Hi all, I have what some might call a silly/dumb question, but here it is!
I have enough invested in RSEMX (Royce Special Equity Multi-cap) to exchange into the Inst. class RSMCX. The annual fee difference is .15% (1.24%; 1.39%, respect..) according to the 2013 Annual report.
Is my math correct; $100,000 * .0015 = $150 annual savings? Is this enough savings to offset the inconvienence of the $75 transaction fee for purchasing RSMCX through FIDO?
The performance difference (according to M*) is .1% last year (2012) and .15% YTD 2013.
Any and all thoughts are welcome!!
Matt
Comments
Is this such a stupid question that it does not deserve a response???
Sorry for wasting everyone's time; I will try not to ask for help/opinions of such ignorance again.
Short answer, yes.
Longer answer - you talk about doing an exchange, but you also talk about a $75 fee. Every post I've ever seen about doing swaps at Fidelity has said that if they do the exchange for you (as opposed to doing a buy/sell yourself) is done without a transaction fee. So it would appear that you're thinking about doing the swap by placing the orders yourself.
Since the minimum for RSMCX in a Fidelity IRA is $500, we can reasonably assume you're talking about a taxable account. In a taxable account, there could be tax implications if you did a buy/sell yourself. Might not be - we don't know if you've got unrealized gains. Would make a difference in the answer.
So let's say you were in error about being charged $75 for the initial exchange, and were thinking about Fidelity doing the exchange for you. Have you checked with Fidelity - do you know whether they are able to execute this as a tax-free exchange? That requires cooperation and coordination between the brokerage and the fund family. Sometimes it can be done, sometimes not. I recently asked Fidelity about an exchange that would save me many fewer basis points than you're talking about, and they told me that they couldn't do a tax-free exchange (yet), but that I was hardly the first to ask about that particular exchange - they were working on it.
Would you be planning to purchase more? If so, in lump sums, or a few bucks at a time? In the former case, you could easily absorb the $5/trade that it would cost using their automated investment system. In the latter case, you might be better off keeping the more expensive share class, or perhaps setting up two positions - one with the shares exchanged, and one to hold new purchases.

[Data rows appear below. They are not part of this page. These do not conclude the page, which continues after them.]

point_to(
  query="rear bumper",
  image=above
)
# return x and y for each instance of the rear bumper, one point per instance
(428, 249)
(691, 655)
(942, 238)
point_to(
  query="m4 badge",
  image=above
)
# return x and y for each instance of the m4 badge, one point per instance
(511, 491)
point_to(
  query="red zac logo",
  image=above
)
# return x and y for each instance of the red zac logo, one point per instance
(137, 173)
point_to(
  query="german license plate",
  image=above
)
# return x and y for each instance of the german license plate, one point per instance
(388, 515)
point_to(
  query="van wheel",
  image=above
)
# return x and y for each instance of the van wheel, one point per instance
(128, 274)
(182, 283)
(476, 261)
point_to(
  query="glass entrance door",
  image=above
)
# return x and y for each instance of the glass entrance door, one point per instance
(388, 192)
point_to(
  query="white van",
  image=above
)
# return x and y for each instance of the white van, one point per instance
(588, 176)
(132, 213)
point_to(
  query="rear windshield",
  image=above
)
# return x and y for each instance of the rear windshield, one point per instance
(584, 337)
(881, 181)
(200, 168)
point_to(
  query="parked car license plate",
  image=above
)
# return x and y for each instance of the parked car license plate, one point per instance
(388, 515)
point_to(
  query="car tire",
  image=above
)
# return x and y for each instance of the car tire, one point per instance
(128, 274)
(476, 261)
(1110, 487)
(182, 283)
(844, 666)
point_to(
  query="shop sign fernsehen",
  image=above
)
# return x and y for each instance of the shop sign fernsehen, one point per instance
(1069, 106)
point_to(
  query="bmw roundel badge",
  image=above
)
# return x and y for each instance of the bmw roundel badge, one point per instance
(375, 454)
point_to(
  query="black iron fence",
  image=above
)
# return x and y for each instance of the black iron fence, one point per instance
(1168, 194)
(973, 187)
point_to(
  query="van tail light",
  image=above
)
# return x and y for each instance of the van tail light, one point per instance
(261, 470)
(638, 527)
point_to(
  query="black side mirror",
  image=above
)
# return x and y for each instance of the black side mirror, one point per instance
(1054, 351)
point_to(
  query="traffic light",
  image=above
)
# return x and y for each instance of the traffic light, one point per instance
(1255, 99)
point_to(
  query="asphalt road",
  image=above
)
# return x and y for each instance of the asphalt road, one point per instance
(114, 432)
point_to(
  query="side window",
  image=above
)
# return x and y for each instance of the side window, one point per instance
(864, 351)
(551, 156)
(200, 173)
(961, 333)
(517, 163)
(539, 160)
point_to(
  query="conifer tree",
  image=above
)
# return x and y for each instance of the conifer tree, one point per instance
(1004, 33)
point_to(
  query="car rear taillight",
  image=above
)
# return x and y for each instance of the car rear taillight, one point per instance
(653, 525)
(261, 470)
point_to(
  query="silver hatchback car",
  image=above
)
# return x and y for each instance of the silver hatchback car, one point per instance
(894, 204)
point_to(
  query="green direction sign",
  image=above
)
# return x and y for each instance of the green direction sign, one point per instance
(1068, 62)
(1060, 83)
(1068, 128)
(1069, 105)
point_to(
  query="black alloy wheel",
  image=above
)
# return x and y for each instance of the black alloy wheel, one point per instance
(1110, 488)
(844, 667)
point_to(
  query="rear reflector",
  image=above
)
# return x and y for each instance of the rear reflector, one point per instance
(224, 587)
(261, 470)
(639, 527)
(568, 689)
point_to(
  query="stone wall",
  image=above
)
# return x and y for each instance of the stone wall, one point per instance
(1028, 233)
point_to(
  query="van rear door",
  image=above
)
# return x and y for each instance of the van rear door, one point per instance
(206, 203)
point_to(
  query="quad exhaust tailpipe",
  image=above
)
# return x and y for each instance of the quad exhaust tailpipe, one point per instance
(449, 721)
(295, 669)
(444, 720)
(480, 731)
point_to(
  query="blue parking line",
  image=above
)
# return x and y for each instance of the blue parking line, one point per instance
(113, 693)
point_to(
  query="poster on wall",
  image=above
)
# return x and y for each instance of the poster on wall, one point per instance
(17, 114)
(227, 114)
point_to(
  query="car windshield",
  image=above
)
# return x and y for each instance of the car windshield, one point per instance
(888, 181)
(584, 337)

You also didn't say how long you typically hold positions. If it's under a year, the answer would likely be no - you'd be at best saving a few bucks, at the cost of your time and effort. Of course, if you're retired/unemployed, and value your time so cheaply, the answer might again be different.

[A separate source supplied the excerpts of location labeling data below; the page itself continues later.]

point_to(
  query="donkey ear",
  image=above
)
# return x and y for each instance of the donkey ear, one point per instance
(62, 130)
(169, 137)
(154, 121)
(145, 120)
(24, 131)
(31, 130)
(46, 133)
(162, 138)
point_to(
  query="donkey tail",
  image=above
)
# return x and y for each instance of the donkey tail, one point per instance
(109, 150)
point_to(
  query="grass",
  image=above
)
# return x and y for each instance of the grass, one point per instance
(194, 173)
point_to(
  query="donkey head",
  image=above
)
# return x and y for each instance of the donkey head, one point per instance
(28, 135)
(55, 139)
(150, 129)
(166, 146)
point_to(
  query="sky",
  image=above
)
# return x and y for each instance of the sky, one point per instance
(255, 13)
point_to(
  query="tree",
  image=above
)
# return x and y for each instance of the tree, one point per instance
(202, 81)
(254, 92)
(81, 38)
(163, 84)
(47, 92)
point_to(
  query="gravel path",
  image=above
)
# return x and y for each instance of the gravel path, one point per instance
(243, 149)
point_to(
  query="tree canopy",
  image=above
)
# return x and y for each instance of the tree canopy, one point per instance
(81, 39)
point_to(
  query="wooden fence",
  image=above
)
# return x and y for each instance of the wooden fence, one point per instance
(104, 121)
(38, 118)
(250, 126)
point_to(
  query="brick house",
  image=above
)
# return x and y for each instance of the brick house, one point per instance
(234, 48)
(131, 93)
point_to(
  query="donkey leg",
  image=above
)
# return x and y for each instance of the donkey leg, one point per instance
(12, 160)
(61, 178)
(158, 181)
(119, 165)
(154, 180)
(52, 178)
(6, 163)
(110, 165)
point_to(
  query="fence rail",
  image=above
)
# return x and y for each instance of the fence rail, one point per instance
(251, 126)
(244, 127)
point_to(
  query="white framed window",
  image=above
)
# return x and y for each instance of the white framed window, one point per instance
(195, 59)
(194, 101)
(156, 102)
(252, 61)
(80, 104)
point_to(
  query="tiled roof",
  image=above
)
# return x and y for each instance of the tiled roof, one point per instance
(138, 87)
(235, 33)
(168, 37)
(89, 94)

So now you've got 15 views and one response.
Oh, as msf also stated there are different requirements when making purchases in taxable vs. IRA accounts. The TIBIX example cited above works in an IRA account but doesn't in a taxable account.
I do appreciate the responses so far, thank you!!!
A little more info as requested. I hold this in a TAXABLE brakerage account at Fidelity. And I do make period additions, not monthly, maybe one or twice a year on average.
I did not know that FIDO can do the "exchange", I will have to look into that, thanks!! And yes, I would have LT cap gains if I have to sell than buy. BUT I do not think that is the case, I believe I can "exchange" w/o incurring the LtCG.
I do hold positions typically for much more than one year; I've had this postion for about 18 months.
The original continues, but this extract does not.